With our minds we easily say that God makes no mistakes, but our hearts don't embrace the shock as readily. With our minds we numbly repeat that the Lord both gives and takes away, but our hearts resist when He chooses the latter.
At the funeral, I was able to clearly see Joseph's parents. On their faces I could read the same hurts that we felt when our daughter Jenny died. I watched as their souls traversed the wide spectrum of feelings unique to the death of a child. In their silent actions I read the unmistakable weight of grief that acknowledged the finality of death. The hurt of never seeing their son again in this life could not be masked.
But on the other hand, their eyes beamed with the hope that their separation from Joseph would be ever so short. One of Joseph's Scout leaders had reported that this active and curious young man always seemed to be just one step ahead of everyone else. And his parents well knew that such was the case. Joseph was one step ahead of them once again--but they would soon catch up.
Joseph's dad tried to comfort both his wife and his own mother. He held their hands tenderly to assure them that all was well. They had set about the task of training Joseph without delay and had done all that they could in the days allotted them. And because of their labors, Joseph would safely debark on heaven's shore.
Now begins the task of concluding this chapter of their lives.
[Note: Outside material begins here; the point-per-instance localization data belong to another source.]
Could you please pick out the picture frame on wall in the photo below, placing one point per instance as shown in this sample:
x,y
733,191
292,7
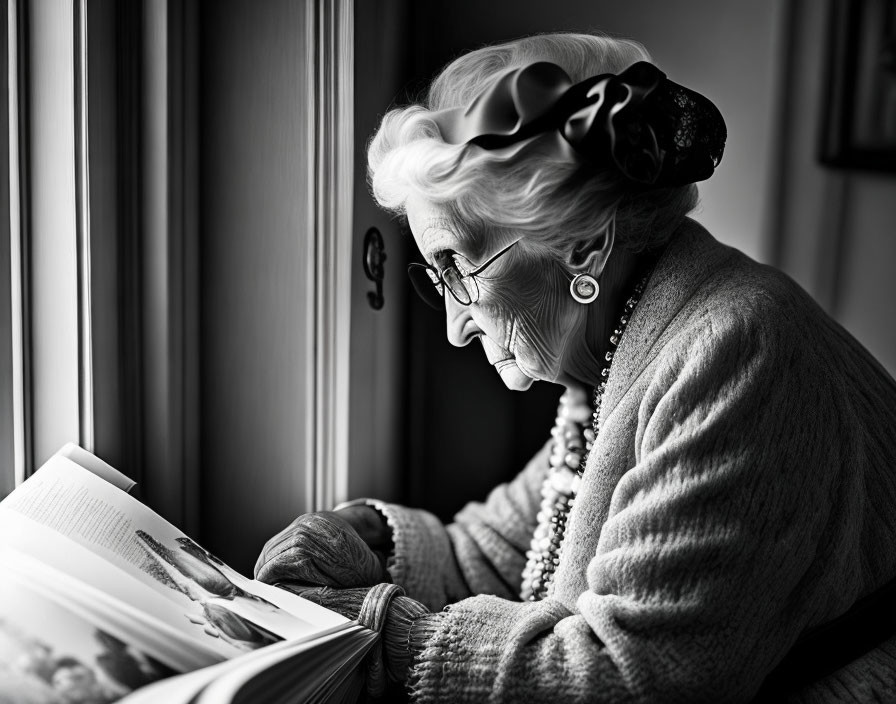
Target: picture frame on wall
x,y
859,112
And though its closing words will be penned with the ink of pain, there are other chapters yet to be written as they work through one of the most difficult of life's trials. I pray for God's mercy on them.
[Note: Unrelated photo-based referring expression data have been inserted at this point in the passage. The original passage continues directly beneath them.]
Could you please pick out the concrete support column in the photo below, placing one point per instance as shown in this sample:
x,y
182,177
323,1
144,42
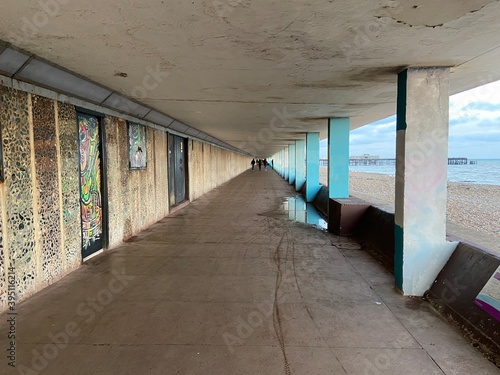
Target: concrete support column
x,y
280,164
312,166
291,164
300,164
285,156
338,157
421,249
Joseph's death is a sobering reminder to be about the task of finishing the work that we have to do. In the process, transgression and hurts are bound to arise. But may we learn to deal with one another with tenderness and understanding.
Time and opportunity are fleeting. And when they are gone, there will be tears. But even the tears over the loss of a loved one are more easily dried than the tears of regret over having failed to do what we should have done--and could have done--while we had the chance.